I. Regelungsgehalt des § 46 StVO
Rz. 68
Nach § 46 Abs. 1 StVO kann die Straßenverkehrsbehörde in bestimmten Einzelfällen oder allgemein für bestimmte Antragsteller in den in § 46 Abs. 1 Nr. 1 bis 12 StVO bezeichneten Situationen Ausnahmen genehmigen. Der Verkehrsteilnehmer, für den die Ausnahmegenehmigung gilt, muss bestimmt und nicht bloß bestimmbar sein. Unzulässig ist eine Ausnahmegenehmigung für Gewerbetreibenden und dessen Kunden.
Rz. 69
Nach § 46 Abs. 2 StVO können die dort beschriebenen zuständigen Behörden von allen Vorschriften der StVO Ausnahmen für bestimmte Einzelfälle oder allgemein für bestimmte Antragsteller genehmigen. Erstrecken sich die Auswirkungen der Ausnahme über ein Land hinaus und ist eine einheitliche Entscheidung notwendig, so ist das Bundesverkehrsministerium zuständig.
Rz. 70
So hat das Bundesverkehrsministerium für Fahrzeuge der Deutschen Post AG und der von ihr beauftragten Subunternehmer bestimmt, dass diese Fahrzeuge abweichend von § 41 Abs. 2 Nr. 5 S. 7 StVO a.F. Fußgängerbereiche auch außerhalb der durch Zusatzzeichen zu Zeichen 242 angeordneten Zeiten zulässigen Anlieger- und Anliefererverkehrs befahren dürfen und dass sie trotz angeordneten Haltverbots (Zeichen 283) unter bestimmten Voraussetzungen im unmittelbaren Nahbereich eines Briefkastens zur Briefkastenleerung kurzfristig halten dürfen.
Rz. 71
Für das im Rahmen dieser Ausnahmegenehmigungen auszuübende Ermessen gelten die allgemeinen Grundsätze. So muss das hier eingeräumte Ermessen insbesondere entsprechend dem Zweck des § 46 StVO ausgeübt werden.
Rz. 72
Die Vorschrift soll eine Abweichung von den generellen Bestimmungen der StVO ermöglichen, um besonderen Ausnahmesituationen Rechnung zu tragen, die bei strikter Anwendung der Bestimmungen nicht hinreichend berücksichtigt werden könnten. Die Feststellung, ob ein besonderer Ausnahmefall in diesem Sinne vorliegt, setzt den gewichtenden Vergleich der Umstände des konkreten Einzelfalles mit dem typischen Regelfall voraus, der dem generellen Verbot zugrunde liegt. Die Feststellung des "besonderen Ausnahmefalles" setzt damit voraus, dass der typische Regelfall der jeweiligen Verbotsnorm ermittelt wird. Das Merkmal der Ausnahmesituation ist nicht als eigenständiges Tatbestandsmerkmal verselbstständigt worden, sondern als Bestandteil der der Behörde obliegenden Ermessensentscheidung anzusehen. Damit ist der Begriff "Ausnahme" lediglich eine Wertungsvorgabe und Bestandteil einer von der Behörde im Rahmen einer einheitlich zu treffenden Ermessensentscheidung.
Rz. 73
Es obliegt dem jeweiligen Antragsteller, die Voraussetzungen vorzutragen, welche die Ausnahmesituation belegen.

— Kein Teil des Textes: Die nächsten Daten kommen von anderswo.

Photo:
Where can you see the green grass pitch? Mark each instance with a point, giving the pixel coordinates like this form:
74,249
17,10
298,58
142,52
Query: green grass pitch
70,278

II. § 46 StVO und die Abgrenzung Straßenrecht – Straßenverkehrsrecht
1. Grundsätzliche Abgrenzung Straßenrecht – Straßenverkehrsrecht
Rz. 74
Das Straßenrecht befasst sich mit den Rechtsverhältnissen an öffentlichen Straßen; insbesondere schafft es die rechtlichen Voraussetzungen für ihre bauliche Herrichtung und regelt ihre Bereitstellung für den Verkehr durch die "Statusakte" Widmung, Einziehung bzw. Teileinziehung.
Rz. 75
Das Straßenverkehrsrecht hingegen befasst sich mit der Ordnung des Verkehrs und hat zum Ziel, die Sicherheit und Leichtigkeit zu gewährleisten; es regelt den durch die Widmung zugelassenen Verkehr unter ordnungsrechtlichen Gesichtspunkten. Das Straßenverkehrsrecht und damit auch eine Genehmigung nach § 46 StVO darf einer straßenrechtlichen Widmung nicht zuwiderlaufen (dazu siehe § 52 Rdn 1 ff.).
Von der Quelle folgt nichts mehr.